Which one you use, depends on the circuit the crystal is used in.
Crystals are sold as parallel or series resonant, depending on which of these two points is intended to be used.
The other point is still there, but it may not perform well.
- All parallel resonant crystals have a specification that tells you how much loading capacitance is expected to be in the final circuit. However, you can't use that value directly.
First, there will be some amount of parasitic capacitance in the circuit, which we'll call "CP"
This happens in the traces, wires, and sockets.
Second, the chip itself will have some amount of input capacitance, which we'll call "CI"
Finally, the specified load capacitance, which we'll call "CL"
- A key point, is that from the crystal's point of view, the capacitors are in series.
This means that the values you need would be twice the value specified for CL.
If your crystal wants 22pF, then you would start out with an estimated value of 44pF for each cap.
However, you must subtract a bit for the parasitic capacitance, and the chip's input capacitance.
The final formula comes out as C=2(CL)-(CP+CI)
- You can estimate (CP+CI) to be about 5pF as a starting point, so our C value becomes:
C=(44)-(5) or 39pF.
If all you wanted is to get your project going, then this is what you needed.
However, if you'd also like to minimize your EMI output, then carry on to the next section.
Microcontroller Crystals, Advanced.
So we've got the right cap values, what more could there be?
- As it turns out, it's not quite so simple, if you care about minimising your EMI output.

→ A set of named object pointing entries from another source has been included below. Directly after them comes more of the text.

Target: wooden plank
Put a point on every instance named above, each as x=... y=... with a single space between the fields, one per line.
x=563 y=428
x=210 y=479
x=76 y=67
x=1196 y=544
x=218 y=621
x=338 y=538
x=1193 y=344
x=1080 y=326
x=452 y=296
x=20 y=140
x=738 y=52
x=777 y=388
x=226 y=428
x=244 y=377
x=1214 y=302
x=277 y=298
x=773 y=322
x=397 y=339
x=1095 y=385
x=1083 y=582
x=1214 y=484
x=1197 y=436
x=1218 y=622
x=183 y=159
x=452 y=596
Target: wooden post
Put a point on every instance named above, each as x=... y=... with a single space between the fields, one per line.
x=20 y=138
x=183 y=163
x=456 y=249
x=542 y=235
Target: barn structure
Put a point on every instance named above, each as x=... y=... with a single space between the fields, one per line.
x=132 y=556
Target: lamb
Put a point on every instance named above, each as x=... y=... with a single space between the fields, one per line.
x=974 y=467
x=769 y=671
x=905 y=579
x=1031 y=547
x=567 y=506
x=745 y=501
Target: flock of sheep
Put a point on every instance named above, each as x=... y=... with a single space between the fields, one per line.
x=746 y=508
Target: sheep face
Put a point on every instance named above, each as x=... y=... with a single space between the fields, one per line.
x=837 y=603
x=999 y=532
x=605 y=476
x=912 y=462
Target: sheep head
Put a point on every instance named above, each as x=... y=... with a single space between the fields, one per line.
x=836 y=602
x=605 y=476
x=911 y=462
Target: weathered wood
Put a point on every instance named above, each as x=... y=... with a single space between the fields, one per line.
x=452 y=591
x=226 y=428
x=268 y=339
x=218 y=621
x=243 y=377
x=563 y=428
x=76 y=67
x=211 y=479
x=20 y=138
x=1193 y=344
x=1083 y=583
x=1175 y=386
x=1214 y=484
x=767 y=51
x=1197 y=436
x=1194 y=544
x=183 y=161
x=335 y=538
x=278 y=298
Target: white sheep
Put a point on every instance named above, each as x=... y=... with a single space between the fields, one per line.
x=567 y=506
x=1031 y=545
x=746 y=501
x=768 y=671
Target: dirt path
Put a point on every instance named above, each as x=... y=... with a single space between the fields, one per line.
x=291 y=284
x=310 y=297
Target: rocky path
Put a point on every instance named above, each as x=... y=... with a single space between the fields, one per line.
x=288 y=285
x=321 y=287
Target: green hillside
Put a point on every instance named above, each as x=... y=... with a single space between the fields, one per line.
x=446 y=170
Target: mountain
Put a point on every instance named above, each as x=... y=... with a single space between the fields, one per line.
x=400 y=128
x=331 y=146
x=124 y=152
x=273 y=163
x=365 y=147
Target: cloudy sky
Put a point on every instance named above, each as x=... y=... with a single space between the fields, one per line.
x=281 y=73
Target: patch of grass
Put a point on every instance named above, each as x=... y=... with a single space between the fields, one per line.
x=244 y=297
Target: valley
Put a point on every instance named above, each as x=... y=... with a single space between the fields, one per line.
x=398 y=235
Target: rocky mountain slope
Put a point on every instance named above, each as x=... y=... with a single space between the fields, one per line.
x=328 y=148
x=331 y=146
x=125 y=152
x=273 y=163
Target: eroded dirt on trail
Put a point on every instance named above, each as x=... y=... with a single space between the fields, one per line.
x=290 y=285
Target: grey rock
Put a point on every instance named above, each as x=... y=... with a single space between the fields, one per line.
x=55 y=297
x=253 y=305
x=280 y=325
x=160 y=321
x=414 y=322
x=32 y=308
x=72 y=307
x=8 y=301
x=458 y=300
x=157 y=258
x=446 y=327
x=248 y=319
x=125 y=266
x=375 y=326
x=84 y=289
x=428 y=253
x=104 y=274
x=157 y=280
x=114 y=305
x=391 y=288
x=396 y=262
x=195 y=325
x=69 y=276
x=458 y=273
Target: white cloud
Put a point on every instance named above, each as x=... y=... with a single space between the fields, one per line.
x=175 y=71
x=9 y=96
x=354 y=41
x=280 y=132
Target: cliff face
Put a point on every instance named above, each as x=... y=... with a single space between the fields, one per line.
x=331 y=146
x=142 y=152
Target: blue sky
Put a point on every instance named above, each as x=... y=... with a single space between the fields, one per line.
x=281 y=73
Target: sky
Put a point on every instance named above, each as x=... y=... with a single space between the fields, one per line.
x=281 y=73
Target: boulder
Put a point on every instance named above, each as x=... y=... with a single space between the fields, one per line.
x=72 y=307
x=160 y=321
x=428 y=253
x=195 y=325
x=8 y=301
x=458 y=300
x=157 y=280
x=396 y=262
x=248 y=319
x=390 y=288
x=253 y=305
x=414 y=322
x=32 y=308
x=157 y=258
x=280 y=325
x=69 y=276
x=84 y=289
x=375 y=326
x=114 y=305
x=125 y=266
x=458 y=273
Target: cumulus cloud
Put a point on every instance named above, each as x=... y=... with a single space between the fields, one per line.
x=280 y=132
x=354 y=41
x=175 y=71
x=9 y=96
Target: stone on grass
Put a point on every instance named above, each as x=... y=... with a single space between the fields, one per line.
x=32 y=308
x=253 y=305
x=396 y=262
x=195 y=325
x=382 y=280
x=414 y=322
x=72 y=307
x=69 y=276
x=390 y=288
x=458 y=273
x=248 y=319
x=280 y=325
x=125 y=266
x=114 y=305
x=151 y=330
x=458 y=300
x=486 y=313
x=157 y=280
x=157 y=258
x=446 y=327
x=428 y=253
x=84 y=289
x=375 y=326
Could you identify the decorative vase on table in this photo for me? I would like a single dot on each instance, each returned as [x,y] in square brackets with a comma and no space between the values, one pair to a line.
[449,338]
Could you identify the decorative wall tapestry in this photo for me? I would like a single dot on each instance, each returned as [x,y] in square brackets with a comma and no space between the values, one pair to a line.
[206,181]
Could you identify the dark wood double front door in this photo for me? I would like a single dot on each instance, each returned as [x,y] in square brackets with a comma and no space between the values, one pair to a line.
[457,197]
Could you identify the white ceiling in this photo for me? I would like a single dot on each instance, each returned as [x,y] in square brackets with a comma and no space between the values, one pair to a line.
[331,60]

The normal sort of crystal oscillator circuit has an input pin, and an output pin. The input pin is pretty simple-minded, it basically looks like a capacitor. But what's on the other side of that capacitor?
- Answer: Ground, and VCC. So current into or out of this pin, ends up on Ground or VCC.
When you think about it, it makes sense. That current has got to flow, and it has got to return to the source.
This is a key point that's often missed, or not fully understood.
- Also, the output pin is a pair of FETs that source current alternately, from VCC, and to Ground.
Is this taking shape yet?
- If you really want to get it as quiet as possible, you now split your caps (39pF from the previous example) into a pair of 19pF caps on each side, one to VCC, and one to ground!
- It is critical that these caps connect directly, and only to the processor power pins, by a separate track.
Don't dump the ground side caps into a plane, and don't connect the VCC side caps to any other point on the VCC tracks.
If you do, you have just created a shunt-fed antenna, driven by the microcontroller, passing the higher order odd harmonics of the crystal frequency through the caps!
If anything else is connected to these tracks, then it's an antenna!
- So why don't you see this technique used more frequently?
Probably because of the extra expense of two more capacitors.
Also, because "The other guys don't do it that way."
Remember, when you copy the other guy's answers, you also copy his mistakes.
The purpose in using capacitors with a crystal is two fold:
#1) The oscillator consists of the inverter inside the PIC, the crystal, and external capacitance (both parasitic and actual capacitors). The total phase shift around the loop (from one inverter terminal, through the inverter, across the crystal/capacitor network, back into the inverter) has to be either 0 or 360 (the same thing) degrees for oscillation. The capacitance adjusts the phase shift of the network to allow oscillation.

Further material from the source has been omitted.